"Americans discard 38 billion plastic water bottles a year, and it takes 1.5 billion barrels of oil to produce them."
Two from the UK. First, this story on fully recyclable bottles (PET) from the oddly named Innocent brand :
UK-based Innocent claims to be the world's first beverage manufacturer to package its brands in polyethylene terephthalate (PET) bottles made only from recycled material.The group, which is one of the UK's leading smoothie brands, claimed on Friday to have become the world's first manufacturer to package its brands in bottles made from 100 per cent recycled material.

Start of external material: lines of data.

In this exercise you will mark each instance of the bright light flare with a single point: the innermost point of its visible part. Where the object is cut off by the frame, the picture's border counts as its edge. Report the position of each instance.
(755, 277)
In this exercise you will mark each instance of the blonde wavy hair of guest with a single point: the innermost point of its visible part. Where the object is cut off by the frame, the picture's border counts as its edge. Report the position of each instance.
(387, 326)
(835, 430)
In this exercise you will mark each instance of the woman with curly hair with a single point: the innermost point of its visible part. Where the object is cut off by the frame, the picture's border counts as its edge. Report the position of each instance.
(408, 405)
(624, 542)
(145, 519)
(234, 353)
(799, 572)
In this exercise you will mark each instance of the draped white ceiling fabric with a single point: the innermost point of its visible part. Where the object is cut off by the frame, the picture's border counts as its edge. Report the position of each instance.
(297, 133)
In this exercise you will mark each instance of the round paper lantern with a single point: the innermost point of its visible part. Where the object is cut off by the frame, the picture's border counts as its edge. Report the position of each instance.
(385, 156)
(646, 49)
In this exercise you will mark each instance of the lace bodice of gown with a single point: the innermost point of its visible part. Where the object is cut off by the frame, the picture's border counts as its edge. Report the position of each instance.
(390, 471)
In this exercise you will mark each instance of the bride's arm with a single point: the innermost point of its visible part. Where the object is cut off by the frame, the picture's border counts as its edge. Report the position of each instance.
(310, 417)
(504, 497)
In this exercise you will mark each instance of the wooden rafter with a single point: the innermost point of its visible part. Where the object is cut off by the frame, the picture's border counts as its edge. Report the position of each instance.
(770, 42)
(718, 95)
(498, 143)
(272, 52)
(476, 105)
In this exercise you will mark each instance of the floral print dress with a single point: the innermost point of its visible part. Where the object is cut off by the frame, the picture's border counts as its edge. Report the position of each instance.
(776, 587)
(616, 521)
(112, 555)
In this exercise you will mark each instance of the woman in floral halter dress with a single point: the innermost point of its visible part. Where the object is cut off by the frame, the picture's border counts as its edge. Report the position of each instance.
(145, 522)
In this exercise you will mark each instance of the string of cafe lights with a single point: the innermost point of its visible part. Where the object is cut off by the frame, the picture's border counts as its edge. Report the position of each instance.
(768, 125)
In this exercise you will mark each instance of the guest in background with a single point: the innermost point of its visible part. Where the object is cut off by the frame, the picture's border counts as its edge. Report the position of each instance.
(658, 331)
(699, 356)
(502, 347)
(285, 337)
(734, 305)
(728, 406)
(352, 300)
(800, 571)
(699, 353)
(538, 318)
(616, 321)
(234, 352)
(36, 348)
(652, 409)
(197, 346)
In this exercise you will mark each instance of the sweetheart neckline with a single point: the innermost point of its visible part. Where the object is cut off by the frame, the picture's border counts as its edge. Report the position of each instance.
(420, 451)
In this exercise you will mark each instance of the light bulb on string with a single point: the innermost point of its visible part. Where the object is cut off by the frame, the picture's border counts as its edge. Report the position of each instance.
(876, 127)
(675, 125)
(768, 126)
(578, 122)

More good news on the plastic recycling front; Ribena, a major soft drink manufacturer in the UK, is moving to recycled bottles now and fully recyclable bottles later:
Ribena is relaunching its full range of ready-to-drink products in 100% recycled plastic bottles next month. It claims it is the first soft drinks company to make the change. The GlasxoSmithKline-owned brand has been using bottles with 40% recyclable Polyethylene Terephthalate (PET) but it will now increase to 100%. The bottle cap and sleeve will be fully recyclable but not made from recycled materials. The packaging for the Ribena squash range will also be moved to 100% recyclable PET over the next six months.
Time for a Coke, anyone? Here in these United States of America, Coke and Pepsi are also moving in the right direction; this story from msnbc shows signs of change:
A widespread consumer and government attack on bottled water would hit a multibillion dollar industry and deprive Coca-Cola, Pepsi, Nestlé and others of a significant source of profits in a market that has grown rapidly because of consumers' preference for non-fizzy, healthier drinks.
Coca-cola says it can "achieve its goal of recycling all its plastic bottles within five years." Better late than never. Pepsi, for its part, merely says that it "would 'do more' to recycle plastic containers." This is news to be hailed? Maybe we should all switch to drinking Coke.